Thursday, June 4, 2015

Drug bust exposes the Kenyan connection in global heroin trafficking

The Royal Australian Navy frigate, HMAS Darwin, displays heroin haul seized east of Mombasa on April 24, 2014. East Africa has become a key export route for Afghan heroin destined for Europe. PHOTO | FILE 
By AFP
In Summary
  • Last year, nearly four tonnes of heroin was seized by piracy-patrolling warships, almost double the amount found in 2013.
  • When drugs are seized on the high seas they are dumped overboard and the crew given a ticking off before being sent on their way.
  • In 2013 the DEA established an elite 16-man "vetted unit" within Kenya's drugs department tasked with pursuing high-profile targets.
  • The Akasha sting began in March last year with a DEA agent posing as a member of a Colombian drug cartel eager to source heroin for the US market.

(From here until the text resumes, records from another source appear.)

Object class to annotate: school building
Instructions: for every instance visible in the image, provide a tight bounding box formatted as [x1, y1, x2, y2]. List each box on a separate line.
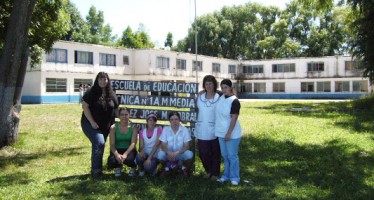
[22, 41, 373, 104]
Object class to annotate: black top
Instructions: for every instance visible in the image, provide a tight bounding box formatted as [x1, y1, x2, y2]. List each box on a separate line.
[225, 95, 240, 115]
[82, 88, 118, 134]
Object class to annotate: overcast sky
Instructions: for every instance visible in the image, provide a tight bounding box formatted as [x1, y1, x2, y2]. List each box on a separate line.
[70, 0, 290, 47]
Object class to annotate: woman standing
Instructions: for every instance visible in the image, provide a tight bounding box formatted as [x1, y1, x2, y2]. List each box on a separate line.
[81, 72, 118, 177]
[195, 75, 221, 180]
[215, 79, 242, 185]
[136, 113, 162, 176]
[108, 108, 138, 177]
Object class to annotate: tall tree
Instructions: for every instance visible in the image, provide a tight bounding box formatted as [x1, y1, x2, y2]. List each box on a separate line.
[0, 0, 67, 147]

When a crack unit of Kenyan narco cops raided a Mombasa villa in November, after an eight-month undercover US investigation, it marked a step change in Africa's fight against drug trafficking.
The drug sting was a first in East Africa.
Four men were arrested: two sons of a murdered Kenyan drug lord, a convicted Indian trafficker with a faded Bollywood star wife and a big-time Indian Ocean transporter from Pakistan known as "Old Man".
The next day, on November 10, a New York indictment was unsealed and a US extradition request lodged.
Nearly seven months later, the groundbreaking operation is in jeopardy as efforts to extradite the suspects founder, casting doubt on international efforts to block a new "southern route" funnelling heroin from Afghan poppy fields to European and American streets, via Africa's poorly policed eastern coastline.
"This case is a big test for cooperation between Kenya and any government that wants to work here," said a law enforcement officer concerned at the faltering progress in the case.
The so-called Smack Track that leads from Afghanistan to the Makran Coast of Iran and Pakistan and across the Indian Ocean to East Africa is an alternative to the traditional opium trail via Central Asia and the Balkans.
The path was first revealed in 2010 when police busted four Tanzanians and two Iranians with 95 kilogrammes (209 pounds) of heroin in Tanga, northern Tanzania.
Since then, seizures have grown exponentially.
Last year, nearly four tonnes of heroin was seized by piracy-patrolling warships, almost double the amount found in 2013.
In Afghanistan, last year's record poppy harvest means the flow of heroin is set to increase.
"The East Africa region has become a transit route for heroin," said Hamisi Massa, who heads Kenya's Anti-Narcotics Unit.
Mr Massa said Kenya is "an emerging destination" as well as "a key transit point" with the vast majority of heroin smuggled onwards.
Crack squad
When drugs are seized on the high seas they are dumped overboard and the crew given a ticking off before being sent on their way.